In order to invoke the liquidated damages clause in a contract, a plaintiff need not prove the actual dollar amount of damages caused by the defendant’s breach. All that is necessary is a showing that some harm or damage has occurred. Grand Bissell Towers, Inc. v. Joan Gagnon Enterprises, Inc., 657 S.W.2d 378, 379 (Mo.App.1983); Goldberg v. Charlie’s Chevrolet, Inc., supra at 179. In the case at bar there is no dispute but that Standard Improvement Company suffered some actual damages.

The record reflects that the estimator for Standard Improvement Company spent between fifteen and twenty hours on the appellants’ contract. The estimate is free but the estimator is paid a commission on work that is contracted. Additionally, appellants desired to finance the cost of the project with Standard Improvement Company. In making arrangements for appellants to be approved for financing by Standard Improvement Company, the Company incurred expenses in determining who had title to the property, having prepared and recording a deed of trust, hiring an independent appraiser to establish a value for the property and all of their other overhead expenses in arranging the financing as requested by appellants. The fact that Standard Improvement Company proved that it suffered some actual damage is sufficient to invoke the liquidated damages clause of the contract.

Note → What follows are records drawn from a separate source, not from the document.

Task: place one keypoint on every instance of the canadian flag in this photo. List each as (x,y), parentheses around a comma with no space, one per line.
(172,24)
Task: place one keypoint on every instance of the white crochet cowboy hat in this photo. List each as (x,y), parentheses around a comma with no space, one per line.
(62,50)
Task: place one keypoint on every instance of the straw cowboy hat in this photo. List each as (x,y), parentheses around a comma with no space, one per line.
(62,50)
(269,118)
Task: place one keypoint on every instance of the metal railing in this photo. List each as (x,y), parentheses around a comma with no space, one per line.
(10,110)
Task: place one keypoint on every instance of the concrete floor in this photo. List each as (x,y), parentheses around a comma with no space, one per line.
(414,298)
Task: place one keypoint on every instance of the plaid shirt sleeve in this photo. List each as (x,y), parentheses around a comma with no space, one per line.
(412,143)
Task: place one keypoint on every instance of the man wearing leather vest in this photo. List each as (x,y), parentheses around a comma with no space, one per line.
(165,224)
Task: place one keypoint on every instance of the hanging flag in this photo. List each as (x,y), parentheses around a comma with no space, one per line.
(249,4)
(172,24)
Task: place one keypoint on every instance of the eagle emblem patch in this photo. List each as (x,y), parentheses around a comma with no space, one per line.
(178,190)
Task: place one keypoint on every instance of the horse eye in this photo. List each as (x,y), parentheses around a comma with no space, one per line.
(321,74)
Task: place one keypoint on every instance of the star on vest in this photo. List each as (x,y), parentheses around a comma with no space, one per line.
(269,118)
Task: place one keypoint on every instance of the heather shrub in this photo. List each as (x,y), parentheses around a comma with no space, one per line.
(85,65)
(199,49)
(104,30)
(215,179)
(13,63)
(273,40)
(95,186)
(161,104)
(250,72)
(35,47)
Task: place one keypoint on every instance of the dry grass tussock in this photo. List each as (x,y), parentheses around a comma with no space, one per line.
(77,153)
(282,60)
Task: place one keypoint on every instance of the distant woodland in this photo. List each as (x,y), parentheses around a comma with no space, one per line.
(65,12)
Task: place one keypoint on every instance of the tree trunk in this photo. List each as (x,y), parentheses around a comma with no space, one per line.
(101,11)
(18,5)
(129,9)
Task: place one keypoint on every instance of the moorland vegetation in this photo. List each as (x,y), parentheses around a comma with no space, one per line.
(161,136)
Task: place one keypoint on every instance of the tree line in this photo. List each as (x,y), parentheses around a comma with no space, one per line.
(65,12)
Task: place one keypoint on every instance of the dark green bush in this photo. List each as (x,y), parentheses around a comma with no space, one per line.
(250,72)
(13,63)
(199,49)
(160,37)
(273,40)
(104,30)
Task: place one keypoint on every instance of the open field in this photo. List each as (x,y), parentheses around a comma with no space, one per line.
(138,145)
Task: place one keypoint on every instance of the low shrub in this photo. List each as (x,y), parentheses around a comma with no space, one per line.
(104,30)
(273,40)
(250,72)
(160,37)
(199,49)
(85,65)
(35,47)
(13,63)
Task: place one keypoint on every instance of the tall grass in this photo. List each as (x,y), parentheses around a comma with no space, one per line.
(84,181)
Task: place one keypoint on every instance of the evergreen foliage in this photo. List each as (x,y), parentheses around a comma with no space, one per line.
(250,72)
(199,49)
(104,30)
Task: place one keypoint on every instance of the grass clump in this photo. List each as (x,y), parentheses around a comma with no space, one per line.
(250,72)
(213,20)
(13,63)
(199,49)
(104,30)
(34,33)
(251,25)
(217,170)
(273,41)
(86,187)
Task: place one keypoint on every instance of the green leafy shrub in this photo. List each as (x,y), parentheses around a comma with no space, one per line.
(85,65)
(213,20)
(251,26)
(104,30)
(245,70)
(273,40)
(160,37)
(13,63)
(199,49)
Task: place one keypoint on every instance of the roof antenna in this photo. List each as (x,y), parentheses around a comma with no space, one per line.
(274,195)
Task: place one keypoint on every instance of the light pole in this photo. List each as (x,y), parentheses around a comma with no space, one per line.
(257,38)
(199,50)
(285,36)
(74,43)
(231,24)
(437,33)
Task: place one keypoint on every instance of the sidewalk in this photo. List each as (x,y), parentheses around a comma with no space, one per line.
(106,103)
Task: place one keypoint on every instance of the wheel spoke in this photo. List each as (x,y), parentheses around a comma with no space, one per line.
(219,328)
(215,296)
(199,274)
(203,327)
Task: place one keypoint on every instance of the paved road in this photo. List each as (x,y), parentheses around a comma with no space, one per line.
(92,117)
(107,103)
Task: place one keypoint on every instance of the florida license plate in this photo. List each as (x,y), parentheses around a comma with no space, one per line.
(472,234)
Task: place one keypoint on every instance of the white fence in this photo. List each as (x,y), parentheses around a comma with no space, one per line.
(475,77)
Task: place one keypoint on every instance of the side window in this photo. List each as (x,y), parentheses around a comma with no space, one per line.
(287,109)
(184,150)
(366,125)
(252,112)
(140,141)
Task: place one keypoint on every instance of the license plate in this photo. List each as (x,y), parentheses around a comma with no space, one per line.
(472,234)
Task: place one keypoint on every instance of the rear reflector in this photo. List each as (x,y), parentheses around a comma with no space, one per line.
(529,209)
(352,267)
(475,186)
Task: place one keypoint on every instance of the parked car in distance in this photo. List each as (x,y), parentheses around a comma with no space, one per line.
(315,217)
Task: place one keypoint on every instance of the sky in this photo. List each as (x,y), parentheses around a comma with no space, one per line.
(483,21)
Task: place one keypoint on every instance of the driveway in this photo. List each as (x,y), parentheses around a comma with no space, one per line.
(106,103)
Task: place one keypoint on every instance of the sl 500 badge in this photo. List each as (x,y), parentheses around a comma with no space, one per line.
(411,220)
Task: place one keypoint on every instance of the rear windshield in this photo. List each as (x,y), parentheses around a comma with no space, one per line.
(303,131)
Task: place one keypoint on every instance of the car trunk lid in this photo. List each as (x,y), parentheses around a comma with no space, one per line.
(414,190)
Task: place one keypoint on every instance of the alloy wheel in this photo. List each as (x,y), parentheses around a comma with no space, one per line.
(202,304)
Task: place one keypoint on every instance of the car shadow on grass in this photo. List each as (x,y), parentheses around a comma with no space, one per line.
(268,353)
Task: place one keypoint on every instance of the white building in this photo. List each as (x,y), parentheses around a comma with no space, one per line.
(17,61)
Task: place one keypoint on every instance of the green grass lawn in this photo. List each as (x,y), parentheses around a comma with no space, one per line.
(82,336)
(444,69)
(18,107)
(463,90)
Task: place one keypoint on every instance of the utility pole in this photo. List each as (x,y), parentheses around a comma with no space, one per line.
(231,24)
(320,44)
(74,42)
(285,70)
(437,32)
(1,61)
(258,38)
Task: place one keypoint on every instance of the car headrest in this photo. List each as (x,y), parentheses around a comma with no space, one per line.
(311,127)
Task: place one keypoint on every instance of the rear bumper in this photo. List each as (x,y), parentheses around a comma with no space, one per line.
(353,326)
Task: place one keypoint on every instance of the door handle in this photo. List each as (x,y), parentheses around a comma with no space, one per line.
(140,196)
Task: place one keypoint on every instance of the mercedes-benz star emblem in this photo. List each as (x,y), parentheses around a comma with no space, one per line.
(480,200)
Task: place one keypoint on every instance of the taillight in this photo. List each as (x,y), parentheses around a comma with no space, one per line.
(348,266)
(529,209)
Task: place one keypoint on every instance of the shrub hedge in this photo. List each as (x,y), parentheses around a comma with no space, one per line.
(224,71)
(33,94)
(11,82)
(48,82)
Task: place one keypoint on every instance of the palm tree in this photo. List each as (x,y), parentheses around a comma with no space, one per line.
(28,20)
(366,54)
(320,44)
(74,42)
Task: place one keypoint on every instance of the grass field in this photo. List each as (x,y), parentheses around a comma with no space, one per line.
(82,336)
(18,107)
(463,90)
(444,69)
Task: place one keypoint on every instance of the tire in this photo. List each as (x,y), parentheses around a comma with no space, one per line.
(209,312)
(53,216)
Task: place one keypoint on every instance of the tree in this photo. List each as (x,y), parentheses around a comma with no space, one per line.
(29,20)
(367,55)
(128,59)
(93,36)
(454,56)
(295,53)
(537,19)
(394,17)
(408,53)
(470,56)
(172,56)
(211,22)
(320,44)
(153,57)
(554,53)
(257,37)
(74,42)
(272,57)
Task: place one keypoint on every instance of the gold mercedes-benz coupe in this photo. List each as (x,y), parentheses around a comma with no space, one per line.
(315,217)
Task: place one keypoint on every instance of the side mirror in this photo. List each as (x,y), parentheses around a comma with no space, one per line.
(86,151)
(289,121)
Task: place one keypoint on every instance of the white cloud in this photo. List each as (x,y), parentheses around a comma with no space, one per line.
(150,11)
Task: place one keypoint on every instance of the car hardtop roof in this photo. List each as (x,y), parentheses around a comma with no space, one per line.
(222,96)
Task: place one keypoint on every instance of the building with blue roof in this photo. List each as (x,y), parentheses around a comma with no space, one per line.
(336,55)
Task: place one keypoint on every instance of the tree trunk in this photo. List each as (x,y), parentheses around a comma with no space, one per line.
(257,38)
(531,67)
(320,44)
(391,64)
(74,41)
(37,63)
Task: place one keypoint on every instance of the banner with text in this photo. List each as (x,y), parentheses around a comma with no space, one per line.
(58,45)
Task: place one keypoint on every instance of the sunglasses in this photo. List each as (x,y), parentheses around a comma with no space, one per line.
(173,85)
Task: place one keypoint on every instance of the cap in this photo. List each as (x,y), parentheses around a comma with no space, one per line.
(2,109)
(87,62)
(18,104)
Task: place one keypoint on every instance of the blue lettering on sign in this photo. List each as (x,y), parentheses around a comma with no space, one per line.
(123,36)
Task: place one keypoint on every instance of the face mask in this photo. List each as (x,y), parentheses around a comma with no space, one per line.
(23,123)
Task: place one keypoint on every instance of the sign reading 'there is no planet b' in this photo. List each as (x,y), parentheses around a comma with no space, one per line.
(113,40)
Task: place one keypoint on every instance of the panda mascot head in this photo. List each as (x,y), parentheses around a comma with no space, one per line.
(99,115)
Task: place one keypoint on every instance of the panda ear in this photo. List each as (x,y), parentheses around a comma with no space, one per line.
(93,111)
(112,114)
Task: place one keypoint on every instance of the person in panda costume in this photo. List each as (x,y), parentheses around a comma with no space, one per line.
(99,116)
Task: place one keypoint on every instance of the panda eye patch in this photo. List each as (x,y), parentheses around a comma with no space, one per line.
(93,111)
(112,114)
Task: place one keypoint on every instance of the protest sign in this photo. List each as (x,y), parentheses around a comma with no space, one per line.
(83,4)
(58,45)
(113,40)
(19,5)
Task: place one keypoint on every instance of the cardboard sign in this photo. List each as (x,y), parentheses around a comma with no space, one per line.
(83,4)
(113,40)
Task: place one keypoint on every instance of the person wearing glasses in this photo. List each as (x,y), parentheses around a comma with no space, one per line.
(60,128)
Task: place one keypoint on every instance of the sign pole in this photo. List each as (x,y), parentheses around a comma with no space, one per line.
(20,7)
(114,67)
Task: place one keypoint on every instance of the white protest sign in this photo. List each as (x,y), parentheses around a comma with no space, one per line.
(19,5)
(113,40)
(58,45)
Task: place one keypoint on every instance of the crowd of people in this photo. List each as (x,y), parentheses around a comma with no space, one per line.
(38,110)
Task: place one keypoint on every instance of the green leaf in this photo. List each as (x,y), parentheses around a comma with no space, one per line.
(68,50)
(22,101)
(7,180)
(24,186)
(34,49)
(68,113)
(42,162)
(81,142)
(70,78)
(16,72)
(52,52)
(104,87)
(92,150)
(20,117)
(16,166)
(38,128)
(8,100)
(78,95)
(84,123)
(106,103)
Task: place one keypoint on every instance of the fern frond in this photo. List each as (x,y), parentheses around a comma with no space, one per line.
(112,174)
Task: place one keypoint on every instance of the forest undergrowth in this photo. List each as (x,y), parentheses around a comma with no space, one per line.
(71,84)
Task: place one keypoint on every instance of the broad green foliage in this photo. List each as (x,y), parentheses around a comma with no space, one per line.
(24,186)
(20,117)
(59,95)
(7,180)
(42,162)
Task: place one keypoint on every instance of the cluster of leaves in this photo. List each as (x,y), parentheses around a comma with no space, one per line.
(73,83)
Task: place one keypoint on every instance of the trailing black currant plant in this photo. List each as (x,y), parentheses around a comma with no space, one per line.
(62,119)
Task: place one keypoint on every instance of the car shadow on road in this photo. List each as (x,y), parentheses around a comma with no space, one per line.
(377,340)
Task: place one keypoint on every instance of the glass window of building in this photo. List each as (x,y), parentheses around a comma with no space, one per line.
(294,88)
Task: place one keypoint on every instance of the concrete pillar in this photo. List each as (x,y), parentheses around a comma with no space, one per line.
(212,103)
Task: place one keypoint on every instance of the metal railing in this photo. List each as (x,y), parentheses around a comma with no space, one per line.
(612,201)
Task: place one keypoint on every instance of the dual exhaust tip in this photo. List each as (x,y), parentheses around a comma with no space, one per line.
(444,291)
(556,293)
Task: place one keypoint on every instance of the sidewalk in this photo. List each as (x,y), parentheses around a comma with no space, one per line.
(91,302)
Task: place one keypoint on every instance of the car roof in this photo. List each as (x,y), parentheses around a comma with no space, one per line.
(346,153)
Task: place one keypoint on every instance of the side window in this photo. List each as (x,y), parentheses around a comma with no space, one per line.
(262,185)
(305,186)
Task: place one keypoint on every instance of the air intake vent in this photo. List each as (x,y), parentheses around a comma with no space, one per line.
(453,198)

When an owner wrongfully breaches a construction contract, the contractor is entitled to the benefit of his bargain, that is whatever net gain he would have made under the contract. Artcraft Cabinet, Inc. v. Watajo, Inc., 540 S.W.2d 918, 924 (Mo.App.1976). An approved method of measuring damages is to award the contractor the contract price less the costs and expenses the contractor is saved from having to incur because of the breach. Statler Manufacturing, Inc. v. Brown, 691 S.W.2d 445, 451 (Mo.App.1985).

In the case at bar the uncontroverted evidence was that the probable cost of labor and materials which would have been needed to perform the job was estimated at approximately $16,000. The contract price for the complete job was $24,000. Thus, under the measure of contract damages as set forth above, Standard Improvement Company would be entitled to damages in the amount of $8,000.

The liquidated damages clause entitled Standard Improvement Company to recover $7,200 and therefore, is a reasonably accurate forecast of their lost profits under the contract and not a penalty.